Zeigefinger "Wenn wir verärgert mit dem Zeigefinger auf jemanden hindeuten, dürfen wir nicht vergessen, dass dabei drei Finger gegen uns selbst gerichtet sind."






Es finden sich viele guten Tipps. Ein Beispiel einer Tipliste adaptiert aus Rhetorik Newsletter:
  • Beziehen Sie Kritik immer auf die Sache, nie auf die Person. (Dies ist ein Grundsatz des Harvard prinzips).
  • Machen Sie keine Vorwürfe, die mit "Dauernd" oder "Nie" beginnen. Geben Sie Informationen zum Sachverhalt: Was hat Sie wann warum gestört?
  • Verstecken Sie Ihren Ärger nicht. Zeigen Sie ruhig, wie Sie sich fühlen. Beispiel: "Ich habe mich von Ihnen hängen gelassen gefühlt, als Sie Ihren Bericht nicht wie vereinbart abgegeben haben. Ich hatte mich darauf verlassen, denn ich wollte Ihre Infos in meine Präsentation vor der Geschäftsführung einbauen."
  • Sagen Sie nicht zu viel. Ihr Gegenüber soll Zeit zum Antworten haben.
  • Prüfen Sie, ob Ihre Botschaft angekommen ist. Fragen Sie den Mitarbeiter, wie er sich in Zukunft verhalten wird.
  • Vereinbaren Sie einen zweiten Termin, um die Fortschritte zu überprüfen.
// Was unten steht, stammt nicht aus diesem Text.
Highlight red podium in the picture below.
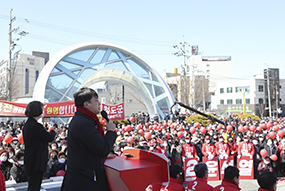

Selbstverständlich beherrschen wir das Kritikgespräch nicht, wenn wir die theoretischen Erkenntnisse wissen. Ohne konsequentes Training und systematisches Üben werden die Erkenntnisse nicht zur Selbstverständlichkeit. Es zeigt sich, dass wir im Alltag immer wieder gegen die grundsätzlichsten Regeln verstossen. Deshalb lohnt sich ein gezieltes Coaching. Am besten "on the job".



Ein Teil dieses Artikels wurde in der KV Zeitschrift "Aktuell" 2/98 veröffentlicht. Die Gedanken wurden auch in der Schweizerischen Handelszeitung vom 18.1.96 publiziert. Titel: Sachlich und fair - Kritikgespräch/Wie Sie auf Fehlverhalten konstruktiv reagieren.